Canadians unwilling to challenge income gap
‘WE LIVE IN A RACIST AND SEXIST SOCIETY,’ SACPA TOLD
Thursday was International Women’s Day but, as a Lethbridge audience heard, there’s not a lot to celebrate in Canada.
Women in our nation’s workforce are still paid significantly less than their male co-workers, they’re underrepresented in political decisionmaking — and few benefit from child-care services that are commonplace in Europe.
So Canada ranks far behind Scandinavian nations, New Zealand and even Rwanda on a variety of social indicators, participants at a Southern Alberta Council on Public Affairs forum were told.
“We live in a racist and sexist society,” explained University of Lethbridge professor Caroline Hodes — with women in visible minority groups being paid less again.
Educational levels make a difference, Hodes said, but Canadian women still earn 27 per cent less than men with similar post-secondary credentials.
And a sizeable chunk of that goes to pay for child care when they’re at work, she pointed out.

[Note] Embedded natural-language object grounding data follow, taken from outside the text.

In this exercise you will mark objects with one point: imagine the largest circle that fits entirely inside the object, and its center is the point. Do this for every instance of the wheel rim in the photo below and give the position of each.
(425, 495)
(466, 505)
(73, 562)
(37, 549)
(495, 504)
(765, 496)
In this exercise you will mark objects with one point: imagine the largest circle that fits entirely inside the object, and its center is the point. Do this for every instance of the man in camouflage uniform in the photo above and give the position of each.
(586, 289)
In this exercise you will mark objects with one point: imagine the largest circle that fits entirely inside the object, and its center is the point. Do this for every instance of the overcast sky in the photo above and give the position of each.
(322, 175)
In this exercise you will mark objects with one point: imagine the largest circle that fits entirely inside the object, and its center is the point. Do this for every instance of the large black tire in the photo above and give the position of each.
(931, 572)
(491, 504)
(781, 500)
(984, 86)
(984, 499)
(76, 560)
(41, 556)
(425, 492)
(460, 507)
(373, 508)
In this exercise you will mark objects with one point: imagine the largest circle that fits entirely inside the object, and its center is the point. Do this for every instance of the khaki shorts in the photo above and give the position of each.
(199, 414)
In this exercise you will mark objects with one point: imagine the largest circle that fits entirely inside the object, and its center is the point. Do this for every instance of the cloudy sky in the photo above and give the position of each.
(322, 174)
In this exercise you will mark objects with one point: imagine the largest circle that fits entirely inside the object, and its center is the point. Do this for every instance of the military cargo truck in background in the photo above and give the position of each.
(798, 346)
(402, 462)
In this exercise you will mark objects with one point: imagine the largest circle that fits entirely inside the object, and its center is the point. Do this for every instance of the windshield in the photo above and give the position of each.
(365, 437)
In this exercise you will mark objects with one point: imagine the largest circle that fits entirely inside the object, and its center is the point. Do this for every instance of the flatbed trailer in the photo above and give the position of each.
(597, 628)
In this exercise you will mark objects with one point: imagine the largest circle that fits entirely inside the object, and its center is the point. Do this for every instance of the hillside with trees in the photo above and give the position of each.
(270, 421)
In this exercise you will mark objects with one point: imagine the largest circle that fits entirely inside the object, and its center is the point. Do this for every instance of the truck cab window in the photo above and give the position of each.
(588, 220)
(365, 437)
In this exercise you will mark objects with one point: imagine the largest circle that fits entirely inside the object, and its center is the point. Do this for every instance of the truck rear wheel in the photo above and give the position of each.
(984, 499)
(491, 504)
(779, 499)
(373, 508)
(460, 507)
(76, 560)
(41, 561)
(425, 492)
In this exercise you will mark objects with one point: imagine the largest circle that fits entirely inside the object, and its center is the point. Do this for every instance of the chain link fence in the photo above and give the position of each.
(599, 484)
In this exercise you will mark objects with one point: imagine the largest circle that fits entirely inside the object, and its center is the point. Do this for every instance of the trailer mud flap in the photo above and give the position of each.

A national daycare program would help reduce that income gap, she said, but despite promises there seems to be little political will to introduce one.
Canadians seem unwilling to challenge the income gap, Hodes added. Though both occupations require post-secondary training, few seem ready to ask why a plumber may make $55,000 per year while a hair stylist settles for $22,000.
Hodes, a professor in the university’s Department of Women and Gender Studies, was joined by colleague Glenda Bonifacio, also a faculty member of the U of L department.
Canada’s low ranking on issues of gender equality, Bonifacio said, reflects Canadian women’s reduced opportunities to participate in political and economic life, as well as their access to health care and education.
Canada ranked 35th on a recent survey for the World Economic Forum, which placed the U.S. in 45th spot and Japan at 111 among 145 nations.
Low-income nations like Rwanda and its neighbours in eastern Africa ranked much higher, she noted, because women have become prominent in the workforce and community leadership.
“They know if they don’t do it, nobody will.”
In their positions of relative wealth, Bonifacio said Canadian women could help advance women’s equality around the world while also improving their situation here. Affirmative action could succeed as it has in Nordic nations, she pointed out.
North Americans should “decolonize” their minds, she urged, by moving away from the male-dominant structures of state and religion.
Canadians should also abandon racial stereotypes, which seem to restrict immigrants or temporary workers to specific fields of work, regardless of their education.
Bonifacio pointed to “live-in nanny” positions with Canada’s upper-income families.
“Ninety per cent of them are Filipina women.”
At the grassroots level, she said, “People in Canada can actively shape how the world will be.”
“We have the land, we have the resources, we have the ability to connect.”
And in southern Alberta, with people from so many backgrounds, it’s easy to connect with people from distant lands. “The world is in Lethbridge.”